I had a lot of fun with this assignment. Despite the cold I was catching closing in, I tried to pull together some of the disparate threads of things I've been working on with learning Big Daddy and what I've been doing in my photography class. Plus, it was fun to focus, for awhile, on something that I just wanted to do. No laundry folding or writing or blog work or dusting. Just exploring the camera and putting together a still life. Exploring a project from concept through completion. At first I was worried that I wasn't getting bokeh "right." So many people were posting beautiful photos of sparkly lights (If you want to get some great shots of bokeh, aim your camera into a tree on a sunny day, focus on one point,  and let the leaves and sun blur together.), but then I relaxed and just went with it. I know what I want to take picutres of! Next week, on Tuesday likely, I'll take you behind the scenes in my thought process as I put together this mini-shoot.

But back to bokeh! I thought I'd dig through some of my old photos to illustrate the point a bit. The quality may not be the greatest in some of these, but you'll (maybe) get the point.

rose_collage.jpg

In the first photo, we have nice bokeh, that lovely blur hinting of a scene outside. The second blurs the rose to bring the scene outside into detail.

branches_collage.jpg

These two shots play with bokeh in a natural setting. Hydrangea vines along our fence. I took these pictures early last spring, March maybe, when I was really starting to play with a shallow DOF and enjoying how the blur of the fence highlighted the early buds on the vines.

boy_bokeh_collage.jpg

Bokeh is often used for portraiture, as you can see in this first picture of baby Landon. The blur in the background highlights Landon's face, but by closing up the aperture (by raising the f/stop) both boys and the grass are in focus, making the full effect about two brothers playing on the lawn on a summer day.

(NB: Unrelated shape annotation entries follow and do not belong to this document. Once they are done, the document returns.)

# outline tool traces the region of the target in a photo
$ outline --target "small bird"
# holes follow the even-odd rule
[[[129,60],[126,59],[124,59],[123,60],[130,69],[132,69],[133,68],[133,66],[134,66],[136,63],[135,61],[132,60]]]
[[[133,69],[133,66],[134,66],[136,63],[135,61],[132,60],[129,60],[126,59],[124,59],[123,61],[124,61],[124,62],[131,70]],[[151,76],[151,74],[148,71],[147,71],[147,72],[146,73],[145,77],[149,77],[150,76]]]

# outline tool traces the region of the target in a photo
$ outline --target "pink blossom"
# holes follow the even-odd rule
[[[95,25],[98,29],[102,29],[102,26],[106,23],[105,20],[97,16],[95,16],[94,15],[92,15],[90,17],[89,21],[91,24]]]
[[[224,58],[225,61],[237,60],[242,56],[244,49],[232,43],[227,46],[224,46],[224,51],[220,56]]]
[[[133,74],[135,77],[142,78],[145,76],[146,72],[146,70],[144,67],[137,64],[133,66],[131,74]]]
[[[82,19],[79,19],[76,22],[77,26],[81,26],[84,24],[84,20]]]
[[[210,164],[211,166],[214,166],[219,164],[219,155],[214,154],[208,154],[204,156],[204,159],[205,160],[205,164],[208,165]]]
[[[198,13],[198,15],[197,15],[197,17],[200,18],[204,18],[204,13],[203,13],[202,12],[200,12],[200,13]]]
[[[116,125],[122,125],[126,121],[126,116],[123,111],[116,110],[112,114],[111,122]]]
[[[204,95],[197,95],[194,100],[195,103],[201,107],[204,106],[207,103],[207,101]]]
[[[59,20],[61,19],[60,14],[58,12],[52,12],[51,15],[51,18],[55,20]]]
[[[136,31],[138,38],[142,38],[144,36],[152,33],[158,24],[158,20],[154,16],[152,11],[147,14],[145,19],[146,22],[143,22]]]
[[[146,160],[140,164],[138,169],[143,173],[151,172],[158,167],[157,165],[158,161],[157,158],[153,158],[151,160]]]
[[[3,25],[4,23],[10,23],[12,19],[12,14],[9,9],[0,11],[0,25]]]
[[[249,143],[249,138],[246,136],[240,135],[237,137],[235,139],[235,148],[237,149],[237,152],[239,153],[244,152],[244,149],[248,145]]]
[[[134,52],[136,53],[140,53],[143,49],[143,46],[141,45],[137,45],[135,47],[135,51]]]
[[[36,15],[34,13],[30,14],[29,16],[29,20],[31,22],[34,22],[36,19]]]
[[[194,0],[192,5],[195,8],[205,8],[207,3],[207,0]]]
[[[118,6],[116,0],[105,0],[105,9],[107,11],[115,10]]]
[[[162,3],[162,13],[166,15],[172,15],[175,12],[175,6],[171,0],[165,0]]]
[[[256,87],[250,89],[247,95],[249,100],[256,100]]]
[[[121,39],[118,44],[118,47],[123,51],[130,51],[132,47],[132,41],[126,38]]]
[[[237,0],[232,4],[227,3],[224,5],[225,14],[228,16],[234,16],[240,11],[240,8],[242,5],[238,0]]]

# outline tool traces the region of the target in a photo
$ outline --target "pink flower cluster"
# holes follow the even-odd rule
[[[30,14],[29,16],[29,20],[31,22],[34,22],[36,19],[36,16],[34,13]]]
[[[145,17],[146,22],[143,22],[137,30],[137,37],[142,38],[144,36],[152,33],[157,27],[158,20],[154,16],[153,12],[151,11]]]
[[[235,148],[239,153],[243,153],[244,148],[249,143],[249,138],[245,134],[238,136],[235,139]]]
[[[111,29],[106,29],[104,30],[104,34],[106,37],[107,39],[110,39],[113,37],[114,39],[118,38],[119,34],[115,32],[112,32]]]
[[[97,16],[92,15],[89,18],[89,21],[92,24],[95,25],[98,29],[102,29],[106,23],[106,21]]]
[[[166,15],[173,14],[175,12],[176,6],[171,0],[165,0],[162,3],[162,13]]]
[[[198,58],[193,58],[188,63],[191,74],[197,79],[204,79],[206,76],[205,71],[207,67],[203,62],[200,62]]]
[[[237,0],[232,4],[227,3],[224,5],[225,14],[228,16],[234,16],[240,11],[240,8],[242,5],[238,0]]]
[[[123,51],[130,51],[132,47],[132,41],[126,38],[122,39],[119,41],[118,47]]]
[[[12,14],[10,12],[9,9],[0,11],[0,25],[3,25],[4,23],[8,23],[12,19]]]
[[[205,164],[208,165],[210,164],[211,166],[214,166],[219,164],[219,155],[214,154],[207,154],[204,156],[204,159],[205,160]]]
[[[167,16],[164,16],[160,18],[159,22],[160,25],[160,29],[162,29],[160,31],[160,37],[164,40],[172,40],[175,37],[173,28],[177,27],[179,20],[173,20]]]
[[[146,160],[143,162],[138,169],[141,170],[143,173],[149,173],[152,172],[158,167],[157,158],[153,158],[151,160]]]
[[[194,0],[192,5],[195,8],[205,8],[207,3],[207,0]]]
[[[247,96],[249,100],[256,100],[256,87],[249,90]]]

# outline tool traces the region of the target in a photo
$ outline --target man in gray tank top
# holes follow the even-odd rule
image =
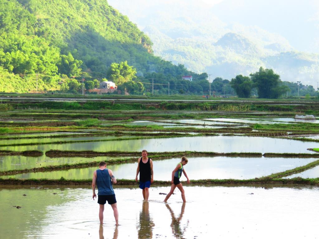
[[[119,224],[119,213],[117,211],[116,199],[115,194],[113,189],[112,184],[116,183],[116,179],[110,169],[106,168],[106,163],[102,161],[100,163],[99,169],[93,173],[93,177],[92,180],[92,189],[93,191],[93,200],[96,198],[95,194],[95,185],[97,186],[99,195],[98,203],[100,204],[100,211],[99,217],[100,223],[103,224],[103,213],[104,212],[104,205],[108,201],[113,209],[115,222],[116,225]]]

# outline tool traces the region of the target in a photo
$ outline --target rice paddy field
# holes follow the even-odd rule
[[[318,102],[43,99],[3,98],[4,238],[268,238],[283,226],[316,238],[319,119],[294,117],[319,116]],[[135,180],[143,149],[154,165],[148,202]],[[164,203],[184,156],[187,202],[176,189]],[[101,161],[118,179],[118,226],[110,207],[100,226],[92,200]]]

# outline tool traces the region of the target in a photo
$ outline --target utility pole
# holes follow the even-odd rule
[[[211,96],[211,74],[208,74],[208,75],[209,76],[209,96]],[[224,93],[224,95],[225,94]]]
[[[82,76],[82,95],[84,95],[84,77]]]
[[[288,98],[288,82],[287,82],[286,83],[286,84],[287,85],[287,91],[286,91],[286,96],[287,98]]]
[[[300,81],[297,82],[297,84],[298,84],[298,97],[299,97],[299,85],[300,84],[300,82],[301,82]]]

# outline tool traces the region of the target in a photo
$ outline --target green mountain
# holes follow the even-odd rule
[[[39,90],[82,72],[101,78],[125,61],[144,78],[191,74],[154,56],[152,44],[105,0],[0,0],[0,91],[35,91],[37,77]]]

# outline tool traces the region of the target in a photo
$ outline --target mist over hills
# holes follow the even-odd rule
[[[152,44],[104,0],[0,0],[0,91],[58,90],[61,78],[105,78],[125,61],[139,76],[191,74]]]
[[[150,37],[155,55],[175,64],[229,80],[262,66],[273,69],[282,80],[316,86],[319,5],[311,1],[219,2],[108,1]]]

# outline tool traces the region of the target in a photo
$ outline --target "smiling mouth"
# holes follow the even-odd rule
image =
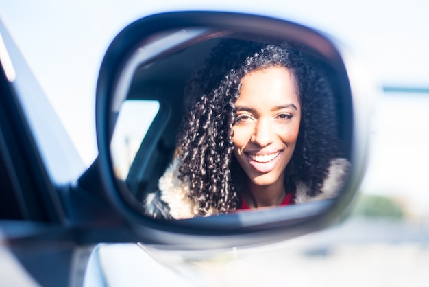
[[[265,154],[265,155],[256,155],[256,154],[249,154],[249,157],[252,159],[252,161],[256,161],[258,163],[265,163],[269,161],[273,161],[280,154],[280,152],[277,152],[275,153],[271,154]]]

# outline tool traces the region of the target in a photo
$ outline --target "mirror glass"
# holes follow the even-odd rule
[[[147,38],[112,104],[123,194],[160,219],[335,198],[352,130],[336,57],[296,37],[210,27]]]

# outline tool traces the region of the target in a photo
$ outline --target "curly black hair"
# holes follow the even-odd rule
[[[299,181],[309,187],[309,196],[321,192],[330,162],[339,154],[339,141],[332,89],[319,62],[287,43],[225,39],[213,49],[185,90],[195,104],[177,137],[180,178],[189,183],[189,196],[198,202],[200,215],[210,207],[220,214],[234,211],[241,204],[247,181],[233,155],[234,102],[243,78],[270,67],[292,71],[302,106],[297,144],[286,168],[286,192]]]

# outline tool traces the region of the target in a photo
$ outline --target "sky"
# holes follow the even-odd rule
[[[0,0],[0,15],[21,49],[84,162],[96,157],[99,69],[125,25],[151,14],[215,9],[282,17],[324,32],[380,84],[429,87],[429,2],[425,0],[260,1]],[[429,211],[429,95],[370,96],[371,150],[362,189],[394,192]]]

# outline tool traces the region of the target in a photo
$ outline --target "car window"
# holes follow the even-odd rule
[[[160,109],[159,102],[127,100],[119,113],[110,148],[114,172],[125,180],[136,154]]]

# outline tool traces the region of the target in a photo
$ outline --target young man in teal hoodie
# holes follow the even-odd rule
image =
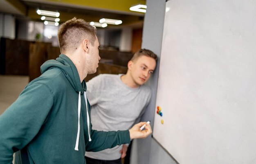
[[[148,124],[140,130],[144,122],[129,130],[92,129],[84,79],[96,72],[100,59],[96,30],[75,17],[60,26],[58,37],[62,54],[45,63],[42,75],[0,116],[0,164],[11,163],[15,152],[15,164],[85,164],[85,150],[111,148],[152,133]]]

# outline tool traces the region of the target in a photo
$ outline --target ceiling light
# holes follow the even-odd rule
[[[54,17],[46,17],[45,16],[43,16],[41,17],[41,20],[49,20],[50,21],[54,21],[56,22],[59,22],[61,20],[61,19],[58,17],[57,18]]]
[[[92,26],[95,26],[95,27],[106,27],[108,26],[108,24],[106,23],[101,23],[100,22],[91,22],[90,24]]]
[[[47,20],[45,20],[45,22],[44,22],[44,24],[46,25],[48,25],[55,26],[58,26],[59,24],[58,22],[55,22],[52,21],[47,21]]]
[[[106,23],[108,24],[118,25],[121,24],[123,22],[121,20],[113,20],[111,19],[102,18],[99,21],[100,23]]]
[[[61,19],[59,18],[57,18],[56,19],[55,19],[55,20],[54,20],[54,21],[55,21],[56,22],[60,22],[60,20],[61,20]]]
[[[36,13],[38,15],[49,16],[50,17],[58,17],[60,16],[60,13],[58,13],[58,12],[47,11],[46,10],[38,9],[36,11]]]
[[[146,13],[146,10],[145,9],[146,9],[147,6],[144,4],[138,4],[136,6],[133,6],[130,8],[130,10],[134,11],[141,12],[142,13]]]

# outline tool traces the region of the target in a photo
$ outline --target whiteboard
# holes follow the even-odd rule
[[[256,1],[171,0],[164,20],[153,137],[180,164],[256,164]]]

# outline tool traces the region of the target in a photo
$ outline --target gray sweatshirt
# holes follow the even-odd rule
[[[139,121],[149,102],[151,90],[145,85],[136,88],[128,86],[121,80],[122,75],[101,74],[86,83],[92,129],[127,130]],[[85,156],[115,160],[121,157],[121,145],[98,152],[86,152]]]

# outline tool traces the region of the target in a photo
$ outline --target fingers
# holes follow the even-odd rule
[[[126,153],[122,153],[122,155],[121,155],[121,158],[124,158],[126,156]]]
[[[146,122],[139,122],[137,124],[136,124],[136,125],[139,126],[140,127],[143,126],[143,125],[146,123]]]

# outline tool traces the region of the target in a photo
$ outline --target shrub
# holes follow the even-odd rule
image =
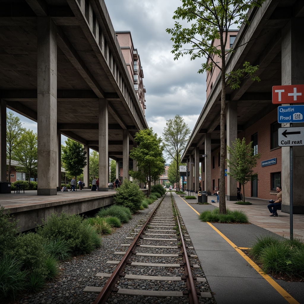
[[[79,215],[70,215],[63,212],[60,215],[53,213],[43,224],[37,229],[40,235],[50,240],[65,240],[73,253],[89,253],[97,248],[94,240],[96,233]]]
[[[141,206],[142,206],[144,208],[147,208],[148,207],[148,204],[147,203],[144,202],[143,202],[141,204]]]
[[[29,185],[28,181],[16,181],[12,183],[11,190],[12,191],[16,190],[16,185],[24,185],[25,190],[37,190],[37,182],[36,181],[30,181]]]
[[[12,255],[0,257],[0,301],[14,299],[24,289],[27,272],[21,270],[22,263]]]
[[[151,194],[152,195],[155,195],[158,199],[159,199],[160,197],[161,197],[161,194],[158,193],[158,192],[153,192],[151,193]]]
[[[157,192],[161,195],[163,195],[166,193],[166,189],[160,184],[157,185],[154,185],[151,187],[151,192]]]
[[[58,260],[67,260],[71,256],[69,244],[65,240],[60,238],[47,240],[44,247],[47,253]]]
[[[139,209],[144,198],[144,195],[139,186],[125,178],[117,189],[114,199],[117,205],[127,207],[134,213]]]
[[[15,247],[18,229],[16,228],[18,221],[9,213],[4,214],[4,207],[0,206],[0,256],[11,251]]]
[[[16,238],[13,252],[22,263],[23,270],[45,278],[48,274],[45,264],[47,254],[43,247],[43,240],[41,236],[33,232],[19,234]]]
[[[220,214],[219,209],[216,208],[212,211],[207,210],[200,215],[199,218],[202,222],[218,222],[220,223],[247,223],[248,218],[241,210],[230,210],[227,208],[226,214]]]
[[[155,196],[155,195],[153,195],[153,194],[151,194],[149,195],[149,198],[151,199],[153,199],[153,202],[154,202],[157,199],[157,197]]]
[[[127,223],[129,221],[129,216],[127,213],[126,209],[123,206],[114,205],[109,207],[101,208],[97,215],[99,217],[116,216],[122,223]]]
[[[87,219],[88,223],[94,228],[95,231],[99,234],[110,234],[112,233],[111,226],[103,217],[90,217]]]
[[[150,205],[151,204],[153,204],[154,202],[154,201],[151,199],[145,199],[143,201],[143,203],[147,203],[148,205]]]

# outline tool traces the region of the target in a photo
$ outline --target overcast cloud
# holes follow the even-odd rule
[[[180,0],[105,1],[114,29],[131,32],[140,57],[149,126],[161,136],[166,121],[179,114],[192,130],[206,100],[206,74],[197,73],[205,59],[174,60],[166,29],[174,26],[172,17]],[[16,114],[24,126],[37,132],[36,123]],[[66,138],[62,137],[63,143]]]

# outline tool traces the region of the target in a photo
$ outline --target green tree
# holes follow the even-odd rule
[[[256,178],[257,174],[253,173],[254,168],[257,165],[257,160],[261,157],[261,154],[254,154],[252,147],[252,142],[246,144],[245,138],[242,141],[237,138],[232,143],[233,148],[227,146],[227,153],[230,154],[227,159],[227,166],[230,172],[227,174],[232,176],[242,184],[243,186],[243,200],[245,201],[244,185],[248,181]]]
[[[180,157],[179,158],[179,166],[185,166],[185,164],[181,163],[181,157]],[[169,167],[168,169],[168,179],[169,180],[171,185],[173,185],[175,183],[177,185],[179,183],[179,182],[180,180],[179,176],[179,170],[178,171],[176,171],[176,161],[175,159],[173,159],[169,165]],[[179,188],[178,188],[178,189]]]
[[[110,161],[109,182],[114,183],[116,179],[116,161],[111,159]]]
[[[225,188],[225,115],[226,87],[233,89],[240,87],[242,79],[250,77],[253,81],[260,80],[254,73],[258,66],[253,67],[245,62],[244,68],[228,72],[226,70],[226,57],[233,52],[231,48],[225,50],[230,28],[235,25],[248,23],[247,12],[254,6],[260,6],[265,0],[181,0],[181,6],[174,12],[173,19],[188,22],[185,27],[177,21],[172,28],[167,32],[172,35],[172,53],[174,59],[178,59],[184,54],[190,55],[191,60],[205,57],[207,62],[201,64],[198,72],[210,71],[215,67],[220,70],[221,94],[220,112],[220,150],[219,187]],[[187,26],[189,25],[189,27]],[[213,42],[219,40],[220,45]],[[219,195],[219,212],[226,214],[224,191]]]
[[[20,137],[20,143],[14,151],[14,158],[22,166],[17,167],[17,170],[29,174],[29,186],[31,176],[37,171],[37,133],[29,129],[25,131]]]
[[[99,175],[99,154],[96,151],[92,151],[90,154],[90,180]]]
[[[75,176],[77,182],[77,176],[83,173],[83,168],[87,164],[87,152],[81,143],[68,138],[65,146],[61,145],[61,159],[64,167],[70,174]]]
[[[19,117],[14,116],[12,112],[6,113],[6,153],[9,157],[9,181],[11,181],[11,162],[14,150],[20,144],[20,137],[26,130],[22,127]]]
[[[137,132],[134,139],[137,147],[130,151],[130,157],[137,162],[138,170],[130,170],[129,174],[140,181],[148,184],[150,195],[152,182],[157,180],[165,171],[161,139],[157,138],[157,134],[150,128]]]
[[[175,115],[173,119],[167,120],[166,126],[163,132],[164,149],[167,154],[175,161],[176,179],[174,182],[177,183],[178,190],[179,191],[178,177],[181,157],[191,131],[184,119],[179,115]]]

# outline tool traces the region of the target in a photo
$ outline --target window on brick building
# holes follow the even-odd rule
[[[234,40],[235,40],[235,37],[236,36],[230,36],[230,47],[232,47],[232,45],[233,44],[233,42],[234,42]]]
[[[278,186],[281,185],[281,173],[275,172],[271,174],[271,190],[275,190]]]
[[[251,136],[251,141],[252,142],[252,148],[253,149],[253,155],[257,154],[257,133],[254,134]]]
[[[274,123],[271,125],[271,147],[274,149],[279,146],[278,140],[278,129],[281,127],[281,124],[278,123]]]

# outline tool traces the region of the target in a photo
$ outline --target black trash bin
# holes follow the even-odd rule
[[[0,193],[10,193],[11,183],[7,181],[0,181]]]
[[[198,197],[199,198],[199,196]],[[201,201],[200,202],[199,200],[198,201],[199,203],[206,203],[207,202],[207,198],[208,197],[208,193],[206,191],[202,191],[202,195],[201,195],[200,197],[201,198],[200,199]]]

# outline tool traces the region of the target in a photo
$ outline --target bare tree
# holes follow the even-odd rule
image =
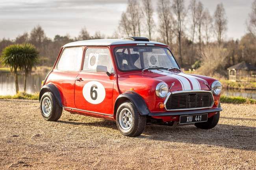
[[[178,37],[179,46],[179,54],[181,65],[183,64],[182,51],[182,37],[183,31],[183,22],[186,16],[184,0],[173,0],[173,11],[175,16],[176,21],[176,33]]]
[[[198,40],[200,53],[202,52],[202,26],[203,22],[204,6],[200,1],[198,2],[197,6],[197,24],[198,30]]]
[[[208,45],[212,35],[213,25],[212,22],[213,19],[211,16],[209,10],[206,9],[204,11],[203,16],[203,29],[204,32],[204,35],[206,42],[206,44]]]
[[[214,13],[214,30],[217,37],[218,43],[220,45],[223,35],[227,29],[228,23],[225,9],[222,3],[217,5]]]
[[[158,3],[159,31],[164,43],[170,45],[172,42],[171,22],[173,16],[171,13],[171,5],[169,0],[159,0]]]
[[[252,4],[252,11],[249,14],[249,23],[247,25],[249,31],[256,37],[256,0]]]
[[[189,10],[190,11],[191,20],[192,24],[191,29],[192,29],[192,45],[191,47],[191,53],[190,53],[190,64],[192,64],[193,58],[195,55],[194,52],[194,42],[195,41],[195,33],[196,26],[197,25],[197,18],[196,13],[197,12],[196,0],[191,0],[189,6]]]
[[[154,22],[153,18],[154,9],[151,0],[143,0],[143,14],[146,20],[146,27],[148,34],[148,38],[151,40],[152,29],[154,25]]]
[[[127,16],[124,12],[122,14],[121,20],[119,23],[119,27],[121,32],[125,34],[127,37],[130,36],[131,27],[127,18]]]

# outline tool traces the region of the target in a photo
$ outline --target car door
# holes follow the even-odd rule
[[[64,49],[56,67],[48,78],[50,80],[48,83],[53,83],[58,88],[65,107],[75,107],[75,83],[81,67],[83,49],[81,47]]]
[[[114,74],[96,72],[97,66],[114,73],[113,60],[108,48],[87,48],[82,70],[76,78],[75,103],[76,108],[101,114],[113,115]]]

Bored yet? Confused? If you're not in full manual mode on your camera, switch it to Aperture Priority (either A or AV). This means that while you choose the aperture or f/stop, the camera will choose the shutter speed to help you get the correct exposure. That way you can play around with your depth of field and have some fun. Another important point (and trust me, this bokeh thing gets way more complex than I have any interest in being) is that distance between you and your subject and your subject and what you're blurring will make a difference as well. But I'm not going to say any more about that...just go have some fun. You can't do it wrong, you know!